Target is spending $5 billion this year to add 30 stores and upgrade another 200, bringing its number of stores renovated since 2017 to more than half of the chain. It is also expanding its own beauty partnership first unveiled in 2020, with Ulta Beauty, adding 200 in-store Ulta Centers on its way to 800.

Telsey: There is a real bifurcation between low-income and high-income consumers

And the biggest spender of them all is Amazon.com, which spent more than $60 billion on capital expenditures in 2021. While Amazon’s reported capital expenditure figures include its cloud computing division, it spent nearly $31 billion. billion in goods and equipment in the first half of the year. – up from an already record year 2021 – even though the investment made the company’s free cash flow negative.

That’s enough to cause even Amazon to put the brakes on a bit, as CFO Brian Olsavsky told investors that Amazon was shifting more of its investments to the cloud computing division. This year, he estimates that around 40% of spending will support warehouses and transportation capacity, down from a combined 55% last year. It also plans to spend less in stores around the world — “to better align with customer demand,” Olsavksy told analysts after his latest earnings — already a much smaller percentage budget item.

At Gap – which has seen its shares fall nearly 50% this year – executives have defended their capital spending cuts, saying they must defend earnings this year and hope to rebound in 2023.
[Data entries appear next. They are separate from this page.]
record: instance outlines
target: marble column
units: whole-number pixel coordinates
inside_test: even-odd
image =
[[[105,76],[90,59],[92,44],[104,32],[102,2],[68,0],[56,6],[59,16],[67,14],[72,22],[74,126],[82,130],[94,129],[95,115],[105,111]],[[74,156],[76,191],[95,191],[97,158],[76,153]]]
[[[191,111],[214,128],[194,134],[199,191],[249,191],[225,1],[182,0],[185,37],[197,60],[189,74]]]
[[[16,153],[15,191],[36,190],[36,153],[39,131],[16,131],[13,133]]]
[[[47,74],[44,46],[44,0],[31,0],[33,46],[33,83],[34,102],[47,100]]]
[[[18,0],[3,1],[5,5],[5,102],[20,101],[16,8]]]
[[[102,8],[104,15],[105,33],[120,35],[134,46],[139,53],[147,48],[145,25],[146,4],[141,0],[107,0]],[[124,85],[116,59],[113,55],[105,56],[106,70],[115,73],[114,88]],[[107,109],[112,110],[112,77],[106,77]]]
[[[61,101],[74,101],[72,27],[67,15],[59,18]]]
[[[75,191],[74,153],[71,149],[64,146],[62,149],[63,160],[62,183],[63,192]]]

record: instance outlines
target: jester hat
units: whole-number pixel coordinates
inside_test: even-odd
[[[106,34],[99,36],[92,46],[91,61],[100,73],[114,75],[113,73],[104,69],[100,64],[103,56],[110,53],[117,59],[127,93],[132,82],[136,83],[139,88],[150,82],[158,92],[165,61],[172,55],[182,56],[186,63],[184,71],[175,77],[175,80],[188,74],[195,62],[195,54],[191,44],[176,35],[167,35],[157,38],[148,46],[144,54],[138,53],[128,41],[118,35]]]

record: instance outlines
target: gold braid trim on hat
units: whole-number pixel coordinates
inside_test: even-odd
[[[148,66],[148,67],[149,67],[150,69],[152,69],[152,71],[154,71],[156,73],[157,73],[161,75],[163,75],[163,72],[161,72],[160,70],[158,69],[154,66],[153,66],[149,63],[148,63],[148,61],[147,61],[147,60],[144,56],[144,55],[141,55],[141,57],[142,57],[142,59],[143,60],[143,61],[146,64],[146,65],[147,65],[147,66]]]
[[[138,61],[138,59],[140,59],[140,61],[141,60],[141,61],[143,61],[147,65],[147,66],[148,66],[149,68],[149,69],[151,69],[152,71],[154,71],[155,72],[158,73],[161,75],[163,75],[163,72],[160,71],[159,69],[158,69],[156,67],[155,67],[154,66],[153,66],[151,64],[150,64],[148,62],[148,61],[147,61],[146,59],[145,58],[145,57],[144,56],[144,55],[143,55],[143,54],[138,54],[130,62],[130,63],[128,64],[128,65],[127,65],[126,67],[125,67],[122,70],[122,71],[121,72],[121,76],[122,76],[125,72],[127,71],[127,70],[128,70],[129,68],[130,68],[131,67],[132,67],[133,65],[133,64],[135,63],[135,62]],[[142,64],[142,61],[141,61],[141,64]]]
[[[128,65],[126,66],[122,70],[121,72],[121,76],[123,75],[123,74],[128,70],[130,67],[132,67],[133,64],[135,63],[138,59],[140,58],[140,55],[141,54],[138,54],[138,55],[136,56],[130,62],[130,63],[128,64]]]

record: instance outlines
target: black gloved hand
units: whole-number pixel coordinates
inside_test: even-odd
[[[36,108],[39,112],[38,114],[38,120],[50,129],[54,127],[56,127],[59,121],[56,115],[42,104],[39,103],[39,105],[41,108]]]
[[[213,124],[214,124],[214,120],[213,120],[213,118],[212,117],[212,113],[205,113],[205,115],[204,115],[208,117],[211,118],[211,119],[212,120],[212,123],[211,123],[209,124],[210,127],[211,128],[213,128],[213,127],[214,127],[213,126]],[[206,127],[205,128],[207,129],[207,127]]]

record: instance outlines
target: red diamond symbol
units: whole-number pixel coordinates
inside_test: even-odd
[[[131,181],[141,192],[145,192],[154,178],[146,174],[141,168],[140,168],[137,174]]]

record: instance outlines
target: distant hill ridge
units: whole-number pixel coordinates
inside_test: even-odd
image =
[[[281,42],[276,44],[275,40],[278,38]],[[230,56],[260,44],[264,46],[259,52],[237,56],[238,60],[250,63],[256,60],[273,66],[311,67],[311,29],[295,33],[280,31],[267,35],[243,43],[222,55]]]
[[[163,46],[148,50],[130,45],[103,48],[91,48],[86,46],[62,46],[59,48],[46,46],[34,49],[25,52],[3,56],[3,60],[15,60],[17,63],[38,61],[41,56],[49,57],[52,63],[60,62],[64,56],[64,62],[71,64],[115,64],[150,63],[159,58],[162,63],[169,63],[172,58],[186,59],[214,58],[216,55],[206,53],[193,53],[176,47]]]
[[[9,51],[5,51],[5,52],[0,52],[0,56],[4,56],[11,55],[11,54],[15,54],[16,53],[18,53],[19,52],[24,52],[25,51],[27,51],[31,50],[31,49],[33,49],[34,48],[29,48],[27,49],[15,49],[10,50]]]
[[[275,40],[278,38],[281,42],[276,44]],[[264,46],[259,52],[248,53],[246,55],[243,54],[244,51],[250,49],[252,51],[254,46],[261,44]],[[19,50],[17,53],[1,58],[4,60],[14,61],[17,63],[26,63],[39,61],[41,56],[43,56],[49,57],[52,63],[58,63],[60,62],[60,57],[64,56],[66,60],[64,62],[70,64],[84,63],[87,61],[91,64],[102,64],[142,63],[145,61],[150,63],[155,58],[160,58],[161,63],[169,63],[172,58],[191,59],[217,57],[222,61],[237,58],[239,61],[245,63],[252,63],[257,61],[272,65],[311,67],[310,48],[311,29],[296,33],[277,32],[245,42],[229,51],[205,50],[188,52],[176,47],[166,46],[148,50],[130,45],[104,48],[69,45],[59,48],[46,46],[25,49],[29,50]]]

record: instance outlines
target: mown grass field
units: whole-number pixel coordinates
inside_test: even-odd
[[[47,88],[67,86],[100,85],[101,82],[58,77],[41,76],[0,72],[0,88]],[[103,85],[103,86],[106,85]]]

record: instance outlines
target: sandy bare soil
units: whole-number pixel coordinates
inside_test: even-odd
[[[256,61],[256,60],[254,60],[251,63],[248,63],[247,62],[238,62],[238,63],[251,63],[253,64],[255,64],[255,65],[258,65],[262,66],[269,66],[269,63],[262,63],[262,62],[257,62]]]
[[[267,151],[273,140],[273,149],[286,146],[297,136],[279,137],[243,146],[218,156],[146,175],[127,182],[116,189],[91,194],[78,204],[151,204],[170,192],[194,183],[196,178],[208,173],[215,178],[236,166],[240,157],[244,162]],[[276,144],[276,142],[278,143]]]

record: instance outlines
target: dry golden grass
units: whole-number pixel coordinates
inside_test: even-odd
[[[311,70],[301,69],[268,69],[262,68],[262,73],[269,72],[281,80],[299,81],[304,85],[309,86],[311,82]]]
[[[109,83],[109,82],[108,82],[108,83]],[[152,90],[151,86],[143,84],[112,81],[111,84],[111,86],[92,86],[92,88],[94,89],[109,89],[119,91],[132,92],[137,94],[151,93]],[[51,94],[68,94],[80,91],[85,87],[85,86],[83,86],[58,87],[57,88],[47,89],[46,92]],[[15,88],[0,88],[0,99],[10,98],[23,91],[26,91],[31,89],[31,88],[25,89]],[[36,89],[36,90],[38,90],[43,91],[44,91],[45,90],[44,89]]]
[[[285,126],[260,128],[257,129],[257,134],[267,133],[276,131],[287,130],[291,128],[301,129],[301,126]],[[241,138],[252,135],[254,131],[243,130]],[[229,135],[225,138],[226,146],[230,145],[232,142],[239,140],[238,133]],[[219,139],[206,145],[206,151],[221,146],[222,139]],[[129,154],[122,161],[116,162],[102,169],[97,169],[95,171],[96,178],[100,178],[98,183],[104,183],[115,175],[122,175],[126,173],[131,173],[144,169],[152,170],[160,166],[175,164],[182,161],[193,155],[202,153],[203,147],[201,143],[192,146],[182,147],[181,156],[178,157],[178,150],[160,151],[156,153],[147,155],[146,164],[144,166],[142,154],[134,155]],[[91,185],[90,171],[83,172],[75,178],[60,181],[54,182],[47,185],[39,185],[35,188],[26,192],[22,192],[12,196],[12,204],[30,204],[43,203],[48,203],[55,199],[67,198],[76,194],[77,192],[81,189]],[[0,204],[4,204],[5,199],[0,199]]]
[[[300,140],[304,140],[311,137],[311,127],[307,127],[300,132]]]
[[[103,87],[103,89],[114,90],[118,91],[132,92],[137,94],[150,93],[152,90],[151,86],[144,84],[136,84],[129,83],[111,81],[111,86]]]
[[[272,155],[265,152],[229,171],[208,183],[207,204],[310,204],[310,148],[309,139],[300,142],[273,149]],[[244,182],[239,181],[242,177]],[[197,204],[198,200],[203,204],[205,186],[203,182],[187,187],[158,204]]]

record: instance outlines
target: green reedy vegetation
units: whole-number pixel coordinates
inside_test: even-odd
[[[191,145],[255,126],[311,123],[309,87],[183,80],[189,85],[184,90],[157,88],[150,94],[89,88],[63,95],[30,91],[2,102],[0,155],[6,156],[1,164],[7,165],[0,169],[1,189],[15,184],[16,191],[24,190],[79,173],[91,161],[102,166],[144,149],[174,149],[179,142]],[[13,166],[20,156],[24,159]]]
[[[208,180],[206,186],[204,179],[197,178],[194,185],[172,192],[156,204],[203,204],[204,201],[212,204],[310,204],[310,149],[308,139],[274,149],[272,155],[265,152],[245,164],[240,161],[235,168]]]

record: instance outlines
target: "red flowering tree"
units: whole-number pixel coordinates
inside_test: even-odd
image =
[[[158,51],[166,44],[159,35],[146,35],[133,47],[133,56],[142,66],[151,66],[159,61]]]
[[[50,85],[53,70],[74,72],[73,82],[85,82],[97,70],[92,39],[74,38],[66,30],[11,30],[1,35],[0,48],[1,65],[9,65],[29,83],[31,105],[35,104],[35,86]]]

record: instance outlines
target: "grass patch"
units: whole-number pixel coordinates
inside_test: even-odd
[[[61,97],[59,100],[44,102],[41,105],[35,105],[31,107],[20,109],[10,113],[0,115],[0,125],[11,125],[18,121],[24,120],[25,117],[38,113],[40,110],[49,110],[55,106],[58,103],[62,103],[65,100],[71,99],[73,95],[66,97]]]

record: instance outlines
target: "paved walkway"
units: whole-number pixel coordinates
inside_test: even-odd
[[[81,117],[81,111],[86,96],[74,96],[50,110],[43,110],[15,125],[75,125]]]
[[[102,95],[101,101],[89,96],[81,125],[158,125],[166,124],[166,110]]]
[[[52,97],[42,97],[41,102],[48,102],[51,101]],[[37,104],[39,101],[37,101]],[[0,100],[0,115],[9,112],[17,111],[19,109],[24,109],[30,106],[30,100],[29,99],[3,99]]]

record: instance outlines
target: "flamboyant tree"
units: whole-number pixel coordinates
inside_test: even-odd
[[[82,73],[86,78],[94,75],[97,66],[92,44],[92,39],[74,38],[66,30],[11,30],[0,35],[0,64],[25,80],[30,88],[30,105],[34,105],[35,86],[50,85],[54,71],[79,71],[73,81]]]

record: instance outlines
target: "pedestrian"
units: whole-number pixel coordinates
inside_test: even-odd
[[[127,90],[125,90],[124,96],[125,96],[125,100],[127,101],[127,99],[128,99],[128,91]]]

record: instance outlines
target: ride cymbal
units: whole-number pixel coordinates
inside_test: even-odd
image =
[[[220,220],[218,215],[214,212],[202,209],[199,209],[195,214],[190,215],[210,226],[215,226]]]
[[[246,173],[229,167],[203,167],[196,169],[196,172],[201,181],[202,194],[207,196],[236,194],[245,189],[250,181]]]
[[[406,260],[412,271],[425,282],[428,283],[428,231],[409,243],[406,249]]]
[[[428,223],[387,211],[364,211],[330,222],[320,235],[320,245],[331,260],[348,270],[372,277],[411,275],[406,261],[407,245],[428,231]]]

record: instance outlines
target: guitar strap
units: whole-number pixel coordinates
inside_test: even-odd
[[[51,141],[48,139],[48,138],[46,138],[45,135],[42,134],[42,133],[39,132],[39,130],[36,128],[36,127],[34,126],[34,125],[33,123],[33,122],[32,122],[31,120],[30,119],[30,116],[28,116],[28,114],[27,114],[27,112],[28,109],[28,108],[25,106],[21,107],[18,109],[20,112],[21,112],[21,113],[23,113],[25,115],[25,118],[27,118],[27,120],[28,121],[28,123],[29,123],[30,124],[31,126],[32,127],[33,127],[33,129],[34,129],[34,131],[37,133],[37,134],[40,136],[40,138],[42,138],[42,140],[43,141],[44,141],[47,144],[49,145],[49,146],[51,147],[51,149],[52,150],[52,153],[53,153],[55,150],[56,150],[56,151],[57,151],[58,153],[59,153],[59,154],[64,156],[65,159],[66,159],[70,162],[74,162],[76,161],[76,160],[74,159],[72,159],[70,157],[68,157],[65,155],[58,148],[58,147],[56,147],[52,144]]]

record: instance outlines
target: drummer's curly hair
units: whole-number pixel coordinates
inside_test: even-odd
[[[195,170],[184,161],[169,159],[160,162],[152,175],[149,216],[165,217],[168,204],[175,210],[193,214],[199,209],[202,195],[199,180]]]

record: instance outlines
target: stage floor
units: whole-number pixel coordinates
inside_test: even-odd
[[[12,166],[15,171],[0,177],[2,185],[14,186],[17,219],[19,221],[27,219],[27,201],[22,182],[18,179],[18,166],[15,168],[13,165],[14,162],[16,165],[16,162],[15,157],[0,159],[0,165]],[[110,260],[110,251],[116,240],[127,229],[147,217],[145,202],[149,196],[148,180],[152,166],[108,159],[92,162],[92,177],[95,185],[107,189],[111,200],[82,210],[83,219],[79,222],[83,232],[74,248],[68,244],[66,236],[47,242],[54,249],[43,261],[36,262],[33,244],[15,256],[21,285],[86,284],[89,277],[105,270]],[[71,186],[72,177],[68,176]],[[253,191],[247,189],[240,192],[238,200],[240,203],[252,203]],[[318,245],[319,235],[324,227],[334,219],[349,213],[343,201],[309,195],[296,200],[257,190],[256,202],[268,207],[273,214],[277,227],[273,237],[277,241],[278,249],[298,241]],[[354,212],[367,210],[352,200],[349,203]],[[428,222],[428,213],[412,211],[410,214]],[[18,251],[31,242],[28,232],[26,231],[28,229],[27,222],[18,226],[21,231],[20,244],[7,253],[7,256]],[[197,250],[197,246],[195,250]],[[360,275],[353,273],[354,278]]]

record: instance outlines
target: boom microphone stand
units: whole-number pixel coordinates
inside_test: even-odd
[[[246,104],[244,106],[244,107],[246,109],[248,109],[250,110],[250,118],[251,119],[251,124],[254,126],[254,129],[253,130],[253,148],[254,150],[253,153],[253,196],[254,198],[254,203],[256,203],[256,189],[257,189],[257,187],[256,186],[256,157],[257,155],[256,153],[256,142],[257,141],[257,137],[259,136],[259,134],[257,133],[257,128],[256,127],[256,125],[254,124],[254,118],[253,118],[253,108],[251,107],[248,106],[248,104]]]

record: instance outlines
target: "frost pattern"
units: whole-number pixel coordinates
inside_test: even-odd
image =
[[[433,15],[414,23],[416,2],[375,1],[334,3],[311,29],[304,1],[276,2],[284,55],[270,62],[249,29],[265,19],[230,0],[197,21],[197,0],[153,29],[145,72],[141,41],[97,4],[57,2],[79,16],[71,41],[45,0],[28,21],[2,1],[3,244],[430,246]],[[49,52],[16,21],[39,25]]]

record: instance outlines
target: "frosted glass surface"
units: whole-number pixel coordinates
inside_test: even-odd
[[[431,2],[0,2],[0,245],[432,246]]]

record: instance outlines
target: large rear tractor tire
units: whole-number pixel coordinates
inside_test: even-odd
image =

“We also believe there is an opportunity to more significantly slow the pace of our technology and digital platform investments to better optimize our operating profits,” said Chief Financial Officer Katrina O’Connell. to analysts after its latest results.

And Lowe’s deflected an analyst’s question about spending cuts, saying it could continue to take market share from smaller rivals. Lowe’s has been the better stock market relative to Home Depot over the past year and year-to-date periods, although both saw significant declines in 2022.

“Home improvement is a $900 billion market,” Lowe CEO Marvin Ellison said, without mentioning Home Depot. “And I think it’s easy to just focus on the two biggest players and determine overall market share gain based on that alone, but it’s a really fragmented market.”